Minutes bleed into hours.
I sit rigid in the chair, still as a statue. My body aches from the tension, but I refuse to fold. If I unravel, he wins. If I speak to the mirror, if I whisper even one name, then everything I’ve held onto means nothing.
But hunger creeps in quickly. My stomach growls, humiliating me already. My throat is dry, my lips cracking, but I press them tighter, tasting the metallic tang of blood where I’ve bitten through the skin.
I start to pace. Then sit. Then stand again. Anything to keep from listening to the gnawing inside me. Anything to keep from hearing his voice in my mind.
Say it. Say the name. Say it, and it all stops.
I shove the thought away, but it keeps taunting me.
By the tenth hour, I’ve lost count of how many times I’ve walked from wall to wall. The mirror reflects me back—hair tangled, sweat slicking my temples, a feral creature pacing in a cage.
I wonder if Dante is watching. If Elijah is. If they see me holding the line or if they only see weakness, stubbornness that borders on madness.
By the fifteenth hour, I whisper to myself just to hear a voice. Not theirs. Not his. Mine.
“I won’t.”
Over and over. My new mantra.
By the twentieth hour, I collapse onto the floor, cheek pressed to cold tile. Every bone in my body throbs. My lips are split, and my tongue is swollen. I dream of water, of bread, of Elijah’s hand brushing hair from my face. I dream of Enzo’s hand at my chin, the weight of his eyes burning holes through me.
The mirror hums. Silent. Watching. Waiting.
By the twenty-fourth hour, I am a ruin of myself.
But my lips are still closed.
And when the lock finally clicks, when the door creaks open and Enzo steps back inside, the only thing I have left—the only weapon I’ve managed to keep—is the silence.
I raise my head. My voice is gone, my body trembling, but my eyes find his and hold.
And for the first time, I swear I see something falter in him. Just a fracture.
Not pity.
Not love.
Respect.
“Nikolai Orlov wants to tear you to pieces, wants you to pay for something you had no part in. His father is evil, and his son is his shadow. But if you remain this strong, even if you die, you will die with honour.”
Great, I’m glad I’m making progress.
* * *
Mental training requires Enzo to rip into my psyche, to weaponize every intimate truth I’ve ever told him. Every secret I’ve cried into his chest, every fear I thought was safe in his hands, he uses to cut into me. Not because he enjoys it. But because he knows it’s the only way to prepare me for what’s coming. I don’t blame him for that.
He’s the only one who’s ever loved me. Truly loved me.
Everyone else in this house is loyal to me—respectful, obedient, protective—but love? No.

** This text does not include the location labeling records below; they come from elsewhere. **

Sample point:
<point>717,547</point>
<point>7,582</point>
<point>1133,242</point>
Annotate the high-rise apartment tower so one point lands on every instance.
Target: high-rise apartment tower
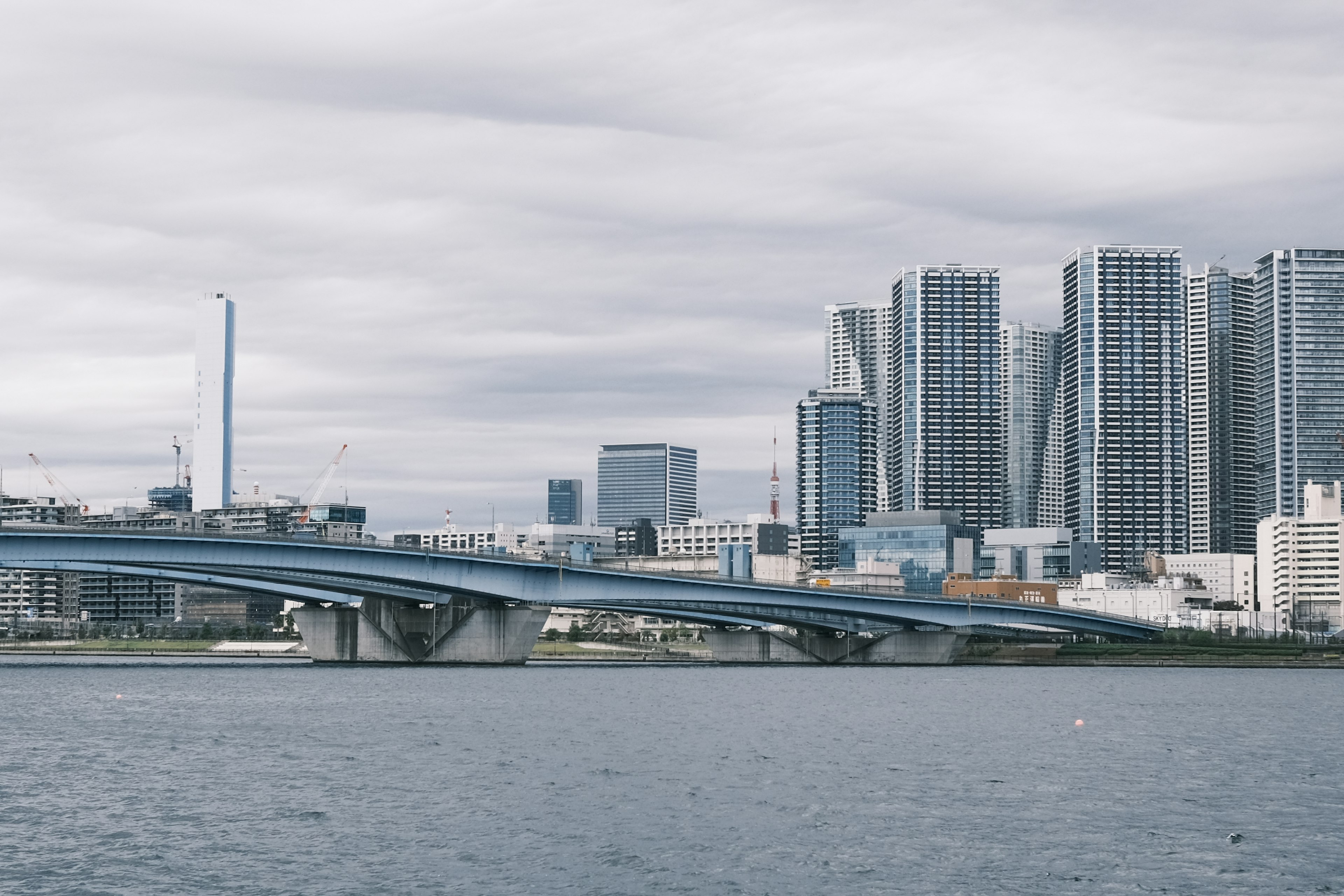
<point>944,441</point>
<point>655,480</point>
<point>1300,374</point>
<point>838,468</point>
<point>213,449</point>
<point>1030,389</point>
<point>1124,385</point>
<point>858,355</point>
<point>1221,406</point>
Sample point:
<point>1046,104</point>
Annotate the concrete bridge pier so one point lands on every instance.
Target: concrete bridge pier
<point>896,648</point>
<point>394,630</point>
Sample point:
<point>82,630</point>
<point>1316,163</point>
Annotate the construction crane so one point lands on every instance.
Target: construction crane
<point>54,481</point>
<point>322,483</point>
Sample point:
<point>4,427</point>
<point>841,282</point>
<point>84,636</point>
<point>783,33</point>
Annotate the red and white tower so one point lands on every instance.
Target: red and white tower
<point>775,480</point>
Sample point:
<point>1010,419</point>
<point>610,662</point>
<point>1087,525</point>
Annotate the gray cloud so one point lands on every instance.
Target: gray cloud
<point>475,241</point>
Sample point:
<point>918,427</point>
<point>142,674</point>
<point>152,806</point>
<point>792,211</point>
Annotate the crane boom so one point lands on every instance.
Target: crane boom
<point>54,481</point>
<point>322,487</point>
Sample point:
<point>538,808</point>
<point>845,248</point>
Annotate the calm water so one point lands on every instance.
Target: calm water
<point>245,778</point>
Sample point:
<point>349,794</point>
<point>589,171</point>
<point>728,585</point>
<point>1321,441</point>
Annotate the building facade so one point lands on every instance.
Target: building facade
<point>1124,387</point>
<point>565,502</point>
<point>1229,578</point>
<point>858,355</point>
<point>705,537</point>
<point>1300,374</point>
<point>1029,382</point>
<point>1221,373</point>
<point>213,448</point>
<point>928,546</point>
<point>652,480</point>
<point>836,469</point>
<point>1297,562</point>
<point>944,441</point>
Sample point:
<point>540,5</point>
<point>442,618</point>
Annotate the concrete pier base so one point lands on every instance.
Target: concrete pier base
<point>387,630</point>
<point>896,648</point>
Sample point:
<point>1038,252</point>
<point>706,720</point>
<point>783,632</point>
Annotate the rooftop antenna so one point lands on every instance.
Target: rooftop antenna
<point>775,477</point>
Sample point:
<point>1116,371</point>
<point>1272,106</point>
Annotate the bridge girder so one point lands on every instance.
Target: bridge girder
<point>315,572</point>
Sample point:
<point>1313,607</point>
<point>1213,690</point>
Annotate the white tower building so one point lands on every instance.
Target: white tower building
<point>213,448</point>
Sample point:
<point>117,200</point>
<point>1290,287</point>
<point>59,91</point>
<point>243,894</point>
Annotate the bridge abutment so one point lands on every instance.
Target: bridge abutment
<point>896,648</point>
<point>389,630</point>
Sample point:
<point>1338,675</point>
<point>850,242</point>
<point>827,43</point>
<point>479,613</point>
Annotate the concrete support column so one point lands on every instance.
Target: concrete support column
<point>390,630</point>
<point>896,648</point>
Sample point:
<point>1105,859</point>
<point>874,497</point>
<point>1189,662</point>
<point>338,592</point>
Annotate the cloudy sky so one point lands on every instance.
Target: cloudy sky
<point>478,240</point>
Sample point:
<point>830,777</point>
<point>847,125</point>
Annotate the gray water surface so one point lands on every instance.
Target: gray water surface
<point>245,777</point>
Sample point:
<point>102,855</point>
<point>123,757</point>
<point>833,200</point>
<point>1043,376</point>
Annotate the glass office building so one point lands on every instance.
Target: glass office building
<point>1221,409</point>
<point>944,441</point>
<point>652,480</point>
<point>565,502</point>
<point>1124,385</point>
<point>928,545</point>
<point>1300,375</point>
<point>838,469</point>
<point>1030,389</point>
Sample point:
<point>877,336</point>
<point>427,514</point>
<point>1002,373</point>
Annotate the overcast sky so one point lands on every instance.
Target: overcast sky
<point>478,240</point>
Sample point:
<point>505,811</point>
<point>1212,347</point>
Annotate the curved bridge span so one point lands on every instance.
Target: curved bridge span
<point>417,605</point>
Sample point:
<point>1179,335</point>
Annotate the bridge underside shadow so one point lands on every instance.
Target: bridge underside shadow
<point>385,605</point>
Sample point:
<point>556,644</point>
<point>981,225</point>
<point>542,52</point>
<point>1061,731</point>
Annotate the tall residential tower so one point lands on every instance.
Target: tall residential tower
<point>838,468</point>
<point>858,354</point>
<point>1300,374</point>
<point>1221,401</point>
<point>1124,386</point>
<point>944,442</point>
<point>1030,390</point>
<point>213,449</point>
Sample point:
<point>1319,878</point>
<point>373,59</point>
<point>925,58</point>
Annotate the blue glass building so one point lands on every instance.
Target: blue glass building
<point>1300,374</point>
<point>565,502</point>
<point>928,545</point>
<point>838,469</point>
<point>651,480</point>
<point>1124,390</point>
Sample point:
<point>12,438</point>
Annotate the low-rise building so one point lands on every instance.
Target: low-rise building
<point>1003,588</point>
<point>1046,554</point>
<point>1297,562</point>
<point>704,537</point>
<point>1128,596</point>
<point>1230,578</point>
<point>925,545</point>
<point>33,600</point>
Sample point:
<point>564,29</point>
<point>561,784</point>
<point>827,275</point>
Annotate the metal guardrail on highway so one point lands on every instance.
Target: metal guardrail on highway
<point>566,564</point>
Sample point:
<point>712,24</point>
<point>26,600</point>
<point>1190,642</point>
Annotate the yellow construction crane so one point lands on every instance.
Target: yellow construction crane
<point>62,492</point>
<point>322,483</point>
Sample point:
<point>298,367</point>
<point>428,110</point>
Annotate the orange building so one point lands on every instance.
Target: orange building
<point>960,585</point>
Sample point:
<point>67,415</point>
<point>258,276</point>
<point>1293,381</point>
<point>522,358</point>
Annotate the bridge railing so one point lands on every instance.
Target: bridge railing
<point>564,562</point>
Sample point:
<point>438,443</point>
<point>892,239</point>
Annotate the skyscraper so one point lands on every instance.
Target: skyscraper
<point>1124,385</point>
<point>1300,374</point>
<point>1030,387</point>
<point>213,450</point>
<point>1221,401</point>
<point>838,468</point>
<point>858,347</point>
<point>565,502</point>
<point>944,442</point>
<point>656,481</point>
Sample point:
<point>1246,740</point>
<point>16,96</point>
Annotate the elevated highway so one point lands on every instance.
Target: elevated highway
<point>420,606</point>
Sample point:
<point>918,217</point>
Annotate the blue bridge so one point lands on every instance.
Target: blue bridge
<point>371,602</point>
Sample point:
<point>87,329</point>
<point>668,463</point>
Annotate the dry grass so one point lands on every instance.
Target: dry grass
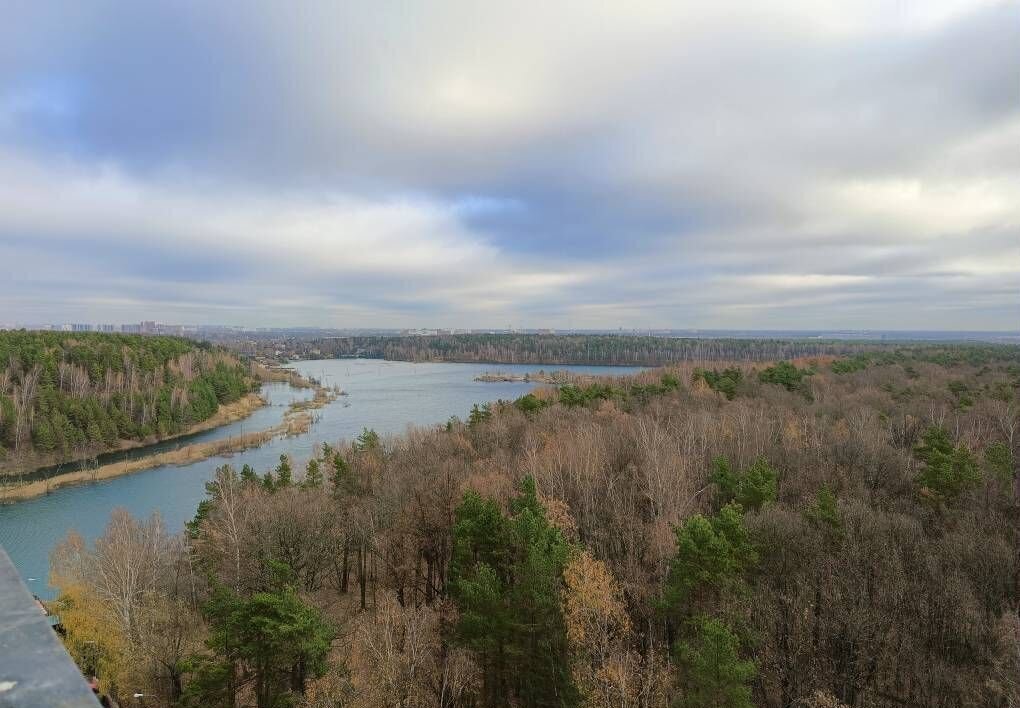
<point>297,420</point>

Dante left the second they told him the Orlovs would come for me. I haven’t seen him in years. Not since the day he realized the cost of keeping me alive would be too high for his heart to bear. And maybe it was his way of protecting me, but even still… I know the truth. I’ve always known it. He sees her in me. My mother. The woman who softened him. The woman whose death took the last drop of humanity he had.
And Elijah only sees a woman he wants to devour, not cherish.
I know he desires me. There are too many moments—the way he adjusts my form in silence, the twitch in his jaw when I flinch in pain, the way his eyes darken when I tease him. It’s not indifference. But it’s also not enough. His kiss proved that much.